Posts crossed. You are searching in the right direction though!
But I can't follow "solving with the quadratic"equation ..." ?

If you want to make things easier conceptually: start without air resistance. easy to get the velocity, and with resistance it can only be smaller...

 

[Sirsh]

Posts crossed. You are searching in the right direction though!
But I can't follow "solving with the quadratic"equation ..." ?

If you want to make things easier conceptually: start without air resistance. easy to get the velocity, and with resistance it can only be smaller...

Okay, modeling without air resistance, I'm going to take up the ramp as positive in this case and down the ramp as negative.
F_x = ma_x
F_x = 100/v - mgsin(\theta)
100/v - mgsin(\theta) = ma_x
At terminal velocity a_x = 0.
100/v = mgsin(\theta)
v = 100/mgsin(\theta) = 100/(10*9.81*sin(20°) = 2.98 m/s (up the ramp)

 

[Sirsh]

This is my interpretation of the system:

 

[BvU]

Beautiful picture , and yes, I get 2.98 m/s as well.

 

[Sirsh]

Beautiful picture , and yes, I get 2.98 m/s as well.

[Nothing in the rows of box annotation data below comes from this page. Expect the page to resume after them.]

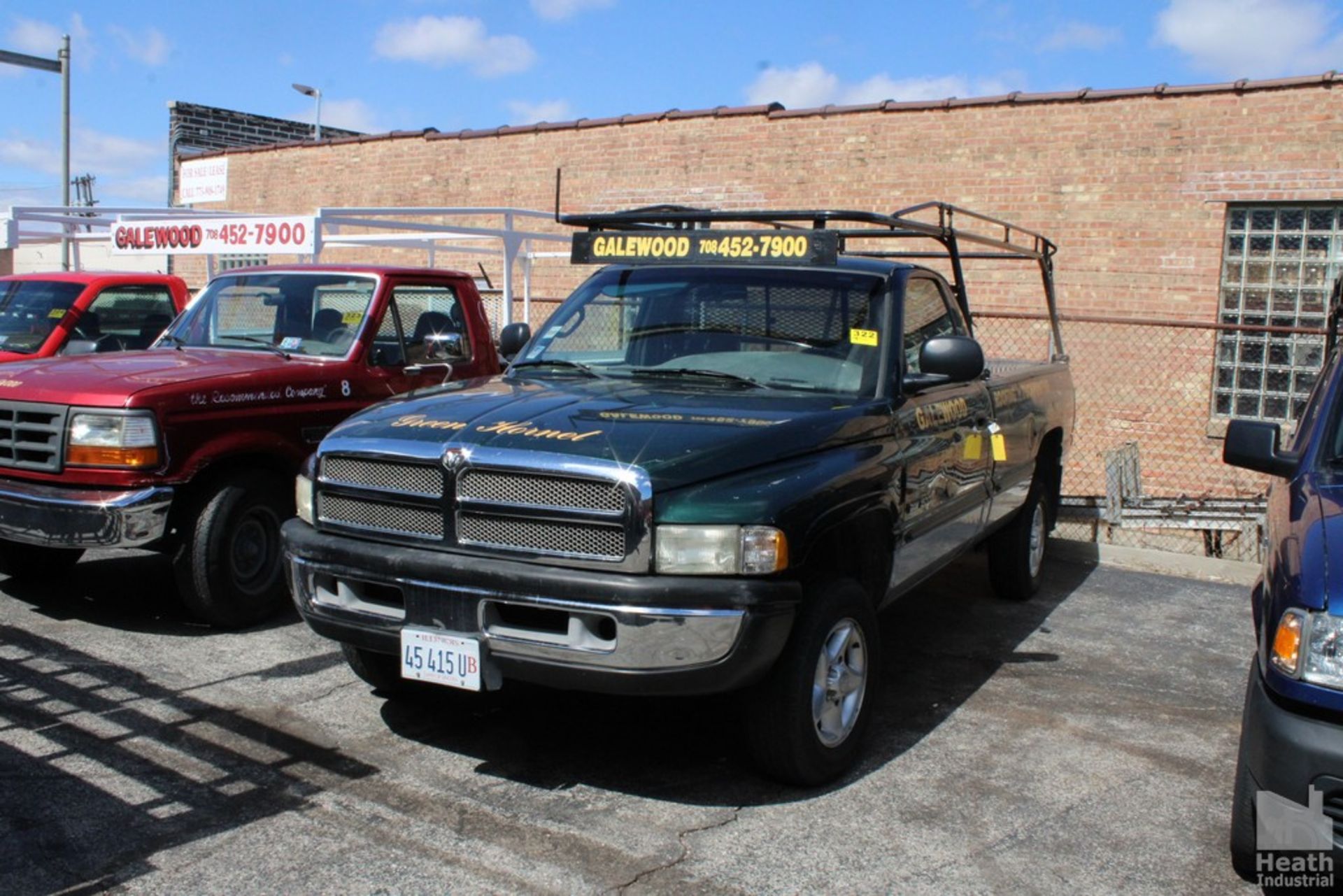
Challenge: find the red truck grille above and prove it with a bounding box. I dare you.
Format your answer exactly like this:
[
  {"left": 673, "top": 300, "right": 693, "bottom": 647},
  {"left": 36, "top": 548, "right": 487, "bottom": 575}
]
[{"left": 0, "top": 401, "right": 69, "bottom": 473}]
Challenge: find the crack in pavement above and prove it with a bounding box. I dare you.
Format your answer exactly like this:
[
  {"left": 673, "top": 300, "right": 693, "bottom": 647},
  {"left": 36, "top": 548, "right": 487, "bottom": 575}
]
[{"left": 606, "top": 806, "right": 746, "bottom": 893}]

So that was w/o air resistance, this is with air resistance:

F_x = ma_x
F_x = 100/v - mgsin(\theta)-0.5v^2
100/v - mgsin(\theta)-0.5v^2 = ma_x
At terminal velocity a_x = 0.
100/v - 0.5v^2 = mgsin(\theta)
100/v - 0.5v^2 = 10*9.81*sin(20°)
Using a solver to solve this equation, yields:
v = 2.69 m/s and like you said should be smaller than without the resistance which was 2.98 m/s!

 

[BvU]

Well done ! Same outcome here.

 

[Sirsh]

As always thank you very much for your help mate.

 

[OldYat47]

I'm going to take a stab at simplifying this. The steeper the angle, the larger the force component along the grade, the lower the normal component. So in that sense the steeper the grade the higher the acceleration, and that value of acceleration increases as the grade increases (G X sine of the grade angle). The resultant stays the same (G).

And, acceleration = Force / Mass.
The force accelerating the 10 kg mass is (10 X G X sin 20 deg). The acceleration is (10 X G X sin 20 deg) / 10.
The force accelerating the 5 kg mass is (5 X G X sin 20 deg). The acceleration is (5 X G X sin 20 deg) / 5.
In both cases the acceleration is the same.